Thomas Jefferson Papers

To Thomas Jefferson from Thomas Auldjo, 4 November 1790

From Thomas Auldjo

Cowes 4 Novemr 1790


On the 5th of last month I had the honor to notify to you my most chearfull and ready acceptance of the trust which Congress had been graciously pleased to repose in me and to offer to you my sincere thanks for your kindness and friendship in recommending me to the Service of the United States of America. I have since had the honor to receive your letter of instructions of 26th August.

On the 8th ultimo, having gone purposely to London, I applied at the office of the Duke of Leeds Secretary of state for foreign affairs, for the usual Ratification of my Appointment and delivered my Commission into the hands of the UnderSecretary of State Mr. Burgess who after reading it was pleased to inform me that being the first that had appeared from the United States of America, it required Consideration which it should receive as early as possible, and requesting my address in London added that I should be sent to very soon upon it.

Hearing nothing from Mr. Burgess for a whole week and my own affairs requiring my return home I applied again at the Duke of Leeds office on the 16th ultimo and sending in my name and business on paper to Mr. Burgess received for answer, without admission, that nothing had been done in my business.

I was I confess not a little touched at the dignity of a foreign State in Amity with Great Britain being thus wounded but I was willing to attribute it to the pressure of important business at that office and I quitted London requesting my Relation Mr. Mackenzie to receive and acquaint me with any message that might come on my Business from Mr. Burgess.—I continued with patience from a desire not [to be] too troublesome or importuning, in my state of Suspense untill the 26th ultimo when seeing in the London Gazette the Ratification of Mr. Johnson’s Commission which I well knew had not arrived more than three or four days, I requested my friend Mr. Mackenzie to wait on Mr. Burgess and on an interview a Conversation took place between them for which I beg leave to refer you to Copy of Mr. Mackenzie’s letter inclosed marked No. 1. I immediately wrote a pressing letter to the Duke of Leeds as per paper No. 2 and I drew up a few Observations on Mr. Burgess’s arguments which are copied in paper marked No. 3.

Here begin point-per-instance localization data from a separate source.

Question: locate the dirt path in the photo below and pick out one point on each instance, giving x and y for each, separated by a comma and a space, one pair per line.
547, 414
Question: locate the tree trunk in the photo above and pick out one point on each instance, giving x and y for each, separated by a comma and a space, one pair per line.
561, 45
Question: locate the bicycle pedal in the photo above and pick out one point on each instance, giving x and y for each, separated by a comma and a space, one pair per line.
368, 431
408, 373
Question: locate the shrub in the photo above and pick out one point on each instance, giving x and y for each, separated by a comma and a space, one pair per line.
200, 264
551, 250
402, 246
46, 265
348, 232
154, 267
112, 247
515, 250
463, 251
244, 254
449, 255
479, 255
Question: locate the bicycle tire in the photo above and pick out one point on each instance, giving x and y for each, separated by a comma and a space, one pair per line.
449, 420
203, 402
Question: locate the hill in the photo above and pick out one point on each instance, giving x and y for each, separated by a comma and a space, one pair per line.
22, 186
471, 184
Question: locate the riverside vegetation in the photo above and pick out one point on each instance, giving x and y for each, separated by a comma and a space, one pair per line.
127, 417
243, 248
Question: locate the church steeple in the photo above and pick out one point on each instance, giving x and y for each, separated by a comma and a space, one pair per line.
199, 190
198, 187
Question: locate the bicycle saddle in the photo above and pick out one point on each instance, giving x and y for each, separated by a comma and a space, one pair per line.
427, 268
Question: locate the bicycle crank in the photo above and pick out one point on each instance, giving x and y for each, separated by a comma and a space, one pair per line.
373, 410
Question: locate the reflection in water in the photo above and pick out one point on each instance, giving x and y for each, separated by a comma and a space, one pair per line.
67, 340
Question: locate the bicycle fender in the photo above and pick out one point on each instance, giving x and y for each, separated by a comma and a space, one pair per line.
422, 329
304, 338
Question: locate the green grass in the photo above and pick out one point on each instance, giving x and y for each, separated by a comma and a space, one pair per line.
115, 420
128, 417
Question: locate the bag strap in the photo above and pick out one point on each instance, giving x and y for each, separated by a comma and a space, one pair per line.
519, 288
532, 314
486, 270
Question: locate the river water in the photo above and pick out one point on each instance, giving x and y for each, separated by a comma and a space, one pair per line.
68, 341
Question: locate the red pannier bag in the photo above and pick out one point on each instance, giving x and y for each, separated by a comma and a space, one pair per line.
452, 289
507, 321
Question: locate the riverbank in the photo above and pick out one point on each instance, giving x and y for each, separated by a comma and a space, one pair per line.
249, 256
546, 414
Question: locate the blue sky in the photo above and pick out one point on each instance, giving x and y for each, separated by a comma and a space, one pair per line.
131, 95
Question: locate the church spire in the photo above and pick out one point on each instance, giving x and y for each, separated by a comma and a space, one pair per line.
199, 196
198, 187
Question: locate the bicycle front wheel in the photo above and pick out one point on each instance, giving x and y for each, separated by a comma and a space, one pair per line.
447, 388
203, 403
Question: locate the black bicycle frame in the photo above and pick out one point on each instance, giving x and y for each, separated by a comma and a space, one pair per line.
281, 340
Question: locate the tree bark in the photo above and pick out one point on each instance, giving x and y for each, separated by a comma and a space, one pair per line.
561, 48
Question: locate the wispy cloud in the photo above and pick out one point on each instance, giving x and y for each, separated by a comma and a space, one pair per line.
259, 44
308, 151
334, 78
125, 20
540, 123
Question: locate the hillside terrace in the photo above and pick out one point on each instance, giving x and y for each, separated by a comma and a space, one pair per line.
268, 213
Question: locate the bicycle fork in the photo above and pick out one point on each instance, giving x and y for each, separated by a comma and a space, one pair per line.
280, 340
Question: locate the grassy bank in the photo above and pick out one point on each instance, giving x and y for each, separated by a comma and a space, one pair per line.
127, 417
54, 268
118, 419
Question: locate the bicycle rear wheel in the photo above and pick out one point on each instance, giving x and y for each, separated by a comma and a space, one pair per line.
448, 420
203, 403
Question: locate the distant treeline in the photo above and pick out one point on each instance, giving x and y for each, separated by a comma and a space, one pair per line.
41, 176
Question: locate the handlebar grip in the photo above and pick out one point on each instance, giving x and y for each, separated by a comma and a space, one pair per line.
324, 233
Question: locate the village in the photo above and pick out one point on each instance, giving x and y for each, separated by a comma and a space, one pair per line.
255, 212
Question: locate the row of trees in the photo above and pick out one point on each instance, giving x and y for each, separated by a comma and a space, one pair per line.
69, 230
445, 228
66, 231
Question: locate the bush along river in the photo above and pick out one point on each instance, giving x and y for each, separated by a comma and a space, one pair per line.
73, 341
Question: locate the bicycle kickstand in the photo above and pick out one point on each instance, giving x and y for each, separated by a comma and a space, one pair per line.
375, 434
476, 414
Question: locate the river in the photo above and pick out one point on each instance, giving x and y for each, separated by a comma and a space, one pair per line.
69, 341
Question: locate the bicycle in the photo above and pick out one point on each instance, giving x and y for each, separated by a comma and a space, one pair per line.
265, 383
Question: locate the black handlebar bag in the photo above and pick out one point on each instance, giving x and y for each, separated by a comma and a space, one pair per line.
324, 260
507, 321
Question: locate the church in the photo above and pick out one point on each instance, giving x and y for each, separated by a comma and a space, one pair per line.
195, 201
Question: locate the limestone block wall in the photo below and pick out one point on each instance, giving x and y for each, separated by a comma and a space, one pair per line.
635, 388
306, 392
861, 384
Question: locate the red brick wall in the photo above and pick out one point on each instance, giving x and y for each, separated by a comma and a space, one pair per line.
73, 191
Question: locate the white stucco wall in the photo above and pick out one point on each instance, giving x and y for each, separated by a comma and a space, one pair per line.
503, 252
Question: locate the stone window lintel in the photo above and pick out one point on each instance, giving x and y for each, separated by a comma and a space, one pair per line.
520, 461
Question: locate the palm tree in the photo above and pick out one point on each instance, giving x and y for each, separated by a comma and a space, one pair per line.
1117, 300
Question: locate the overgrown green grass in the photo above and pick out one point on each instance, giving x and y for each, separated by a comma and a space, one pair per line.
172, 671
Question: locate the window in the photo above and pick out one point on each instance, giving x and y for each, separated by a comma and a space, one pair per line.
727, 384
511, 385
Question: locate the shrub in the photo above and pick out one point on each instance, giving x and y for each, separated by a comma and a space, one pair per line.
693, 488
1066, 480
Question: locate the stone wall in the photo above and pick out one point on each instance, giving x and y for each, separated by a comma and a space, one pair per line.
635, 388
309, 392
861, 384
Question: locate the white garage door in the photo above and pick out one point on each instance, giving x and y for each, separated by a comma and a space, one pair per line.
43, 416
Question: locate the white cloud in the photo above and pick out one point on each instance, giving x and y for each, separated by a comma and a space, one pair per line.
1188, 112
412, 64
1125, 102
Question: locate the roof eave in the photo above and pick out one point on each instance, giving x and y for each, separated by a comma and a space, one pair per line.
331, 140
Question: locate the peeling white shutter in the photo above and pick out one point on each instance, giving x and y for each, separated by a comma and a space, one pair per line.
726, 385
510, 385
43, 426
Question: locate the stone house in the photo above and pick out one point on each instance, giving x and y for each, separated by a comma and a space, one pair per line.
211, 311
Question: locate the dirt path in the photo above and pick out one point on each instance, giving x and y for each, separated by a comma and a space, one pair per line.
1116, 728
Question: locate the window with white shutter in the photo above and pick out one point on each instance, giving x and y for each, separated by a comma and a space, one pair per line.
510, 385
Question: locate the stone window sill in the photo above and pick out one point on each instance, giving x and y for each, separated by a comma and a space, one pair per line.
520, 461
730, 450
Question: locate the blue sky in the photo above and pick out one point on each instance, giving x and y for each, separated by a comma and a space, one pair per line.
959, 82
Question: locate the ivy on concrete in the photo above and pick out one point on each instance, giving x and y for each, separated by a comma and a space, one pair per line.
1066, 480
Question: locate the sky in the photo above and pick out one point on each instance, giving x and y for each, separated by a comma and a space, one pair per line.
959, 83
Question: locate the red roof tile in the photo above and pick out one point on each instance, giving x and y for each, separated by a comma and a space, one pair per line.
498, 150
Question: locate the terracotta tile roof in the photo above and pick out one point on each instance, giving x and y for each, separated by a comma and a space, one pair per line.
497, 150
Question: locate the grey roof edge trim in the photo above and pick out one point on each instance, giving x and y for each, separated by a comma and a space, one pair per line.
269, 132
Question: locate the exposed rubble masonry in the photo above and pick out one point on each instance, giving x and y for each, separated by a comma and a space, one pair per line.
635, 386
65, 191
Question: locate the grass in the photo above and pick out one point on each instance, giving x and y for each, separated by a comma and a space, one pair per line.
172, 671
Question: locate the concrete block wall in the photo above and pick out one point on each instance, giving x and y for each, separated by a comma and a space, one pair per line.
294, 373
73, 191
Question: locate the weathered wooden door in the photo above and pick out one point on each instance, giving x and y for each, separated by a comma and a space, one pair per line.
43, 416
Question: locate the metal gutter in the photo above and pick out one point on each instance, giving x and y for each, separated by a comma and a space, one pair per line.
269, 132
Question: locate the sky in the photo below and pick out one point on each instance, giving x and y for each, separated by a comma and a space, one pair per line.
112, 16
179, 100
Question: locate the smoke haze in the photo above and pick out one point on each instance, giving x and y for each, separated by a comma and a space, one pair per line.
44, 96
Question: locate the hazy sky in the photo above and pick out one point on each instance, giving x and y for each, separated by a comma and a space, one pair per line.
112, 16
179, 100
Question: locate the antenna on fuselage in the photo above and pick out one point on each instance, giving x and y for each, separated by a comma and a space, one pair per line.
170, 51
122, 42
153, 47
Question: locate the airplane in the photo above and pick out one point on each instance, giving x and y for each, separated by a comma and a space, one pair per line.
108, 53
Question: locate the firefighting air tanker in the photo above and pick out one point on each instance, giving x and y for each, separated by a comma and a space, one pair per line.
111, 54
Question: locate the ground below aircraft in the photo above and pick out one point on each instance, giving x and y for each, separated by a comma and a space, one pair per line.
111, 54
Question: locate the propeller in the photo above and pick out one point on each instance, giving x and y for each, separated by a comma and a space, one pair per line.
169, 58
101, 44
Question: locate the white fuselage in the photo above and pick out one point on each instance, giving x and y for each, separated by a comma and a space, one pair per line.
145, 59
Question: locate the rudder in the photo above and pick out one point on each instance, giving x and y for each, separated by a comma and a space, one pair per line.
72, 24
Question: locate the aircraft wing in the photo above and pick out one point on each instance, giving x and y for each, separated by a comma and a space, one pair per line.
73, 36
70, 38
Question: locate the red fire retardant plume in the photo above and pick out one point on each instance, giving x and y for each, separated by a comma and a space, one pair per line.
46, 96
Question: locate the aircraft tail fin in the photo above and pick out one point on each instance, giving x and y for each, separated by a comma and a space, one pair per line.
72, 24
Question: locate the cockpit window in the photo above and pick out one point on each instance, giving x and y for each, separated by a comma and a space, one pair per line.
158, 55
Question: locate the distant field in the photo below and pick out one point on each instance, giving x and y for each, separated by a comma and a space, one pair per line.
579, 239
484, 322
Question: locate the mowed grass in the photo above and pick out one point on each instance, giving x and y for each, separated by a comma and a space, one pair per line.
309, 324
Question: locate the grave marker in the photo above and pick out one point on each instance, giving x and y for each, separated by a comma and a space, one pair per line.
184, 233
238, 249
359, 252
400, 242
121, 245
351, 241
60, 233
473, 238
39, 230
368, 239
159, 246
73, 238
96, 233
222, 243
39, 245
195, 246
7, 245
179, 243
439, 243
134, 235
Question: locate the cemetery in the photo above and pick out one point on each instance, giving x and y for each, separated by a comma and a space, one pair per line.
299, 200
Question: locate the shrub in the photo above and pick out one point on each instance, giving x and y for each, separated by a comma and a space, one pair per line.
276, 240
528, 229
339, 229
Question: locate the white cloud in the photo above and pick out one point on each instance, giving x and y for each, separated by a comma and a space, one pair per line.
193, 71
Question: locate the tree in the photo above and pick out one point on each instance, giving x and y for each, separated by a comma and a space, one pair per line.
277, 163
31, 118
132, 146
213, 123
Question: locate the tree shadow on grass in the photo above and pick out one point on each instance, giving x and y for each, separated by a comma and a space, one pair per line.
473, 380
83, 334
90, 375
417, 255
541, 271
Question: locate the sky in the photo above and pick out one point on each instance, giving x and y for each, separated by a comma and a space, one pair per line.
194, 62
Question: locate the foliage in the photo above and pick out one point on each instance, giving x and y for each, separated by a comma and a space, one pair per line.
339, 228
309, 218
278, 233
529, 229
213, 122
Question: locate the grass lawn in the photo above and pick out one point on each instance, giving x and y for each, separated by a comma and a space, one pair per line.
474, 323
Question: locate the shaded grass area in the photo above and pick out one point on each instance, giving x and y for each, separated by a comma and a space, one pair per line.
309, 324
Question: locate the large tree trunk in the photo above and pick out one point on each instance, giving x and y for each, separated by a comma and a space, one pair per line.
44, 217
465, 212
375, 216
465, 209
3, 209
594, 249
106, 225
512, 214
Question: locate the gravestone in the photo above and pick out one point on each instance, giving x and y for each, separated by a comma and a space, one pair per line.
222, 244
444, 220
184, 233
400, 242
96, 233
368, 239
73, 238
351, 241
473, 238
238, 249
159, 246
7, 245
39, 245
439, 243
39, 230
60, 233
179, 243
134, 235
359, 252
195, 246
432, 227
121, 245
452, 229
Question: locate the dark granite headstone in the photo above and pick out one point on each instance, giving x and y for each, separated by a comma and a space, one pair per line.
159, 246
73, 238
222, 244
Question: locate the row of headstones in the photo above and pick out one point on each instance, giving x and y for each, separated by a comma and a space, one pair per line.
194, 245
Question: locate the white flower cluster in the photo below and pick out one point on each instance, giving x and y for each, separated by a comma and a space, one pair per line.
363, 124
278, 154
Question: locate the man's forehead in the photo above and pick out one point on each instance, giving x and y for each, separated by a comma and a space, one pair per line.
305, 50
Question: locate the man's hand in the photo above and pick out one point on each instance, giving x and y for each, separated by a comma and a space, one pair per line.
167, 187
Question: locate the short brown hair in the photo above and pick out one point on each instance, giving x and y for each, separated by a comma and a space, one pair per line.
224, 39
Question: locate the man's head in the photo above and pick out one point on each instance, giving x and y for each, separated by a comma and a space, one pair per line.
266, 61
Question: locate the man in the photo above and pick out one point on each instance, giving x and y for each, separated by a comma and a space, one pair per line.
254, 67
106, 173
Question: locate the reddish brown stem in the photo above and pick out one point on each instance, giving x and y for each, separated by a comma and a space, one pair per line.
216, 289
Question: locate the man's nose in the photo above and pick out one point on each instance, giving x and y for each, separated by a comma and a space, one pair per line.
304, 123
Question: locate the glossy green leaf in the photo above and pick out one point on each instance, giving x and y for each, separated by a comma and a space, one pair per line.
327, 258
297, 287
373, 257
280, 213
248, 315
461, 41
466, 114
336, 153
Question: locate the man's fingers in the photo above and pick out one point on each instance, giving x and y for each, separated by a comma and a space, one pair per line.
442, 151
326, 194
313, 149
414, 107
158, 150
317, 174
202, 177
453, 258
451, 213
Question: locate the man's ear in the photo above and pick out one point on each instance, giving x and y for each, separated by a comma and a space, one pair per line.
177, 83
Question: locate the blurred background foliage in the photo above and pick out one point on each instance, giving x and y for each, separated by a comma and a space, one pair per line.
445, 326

I trust that I have acted so far in Conformity to your Instructions and Consistent with the honour and dignity of the United States of America. If however I have been too Condescending in entering into explanations with the Under Secretary of State I must rely on your forgiveness as it arose entirely from motives and wish of Conciliation, that I might convince the British Government of the futility of their objections which Cannot for a moment stand the test of reason and common Sense.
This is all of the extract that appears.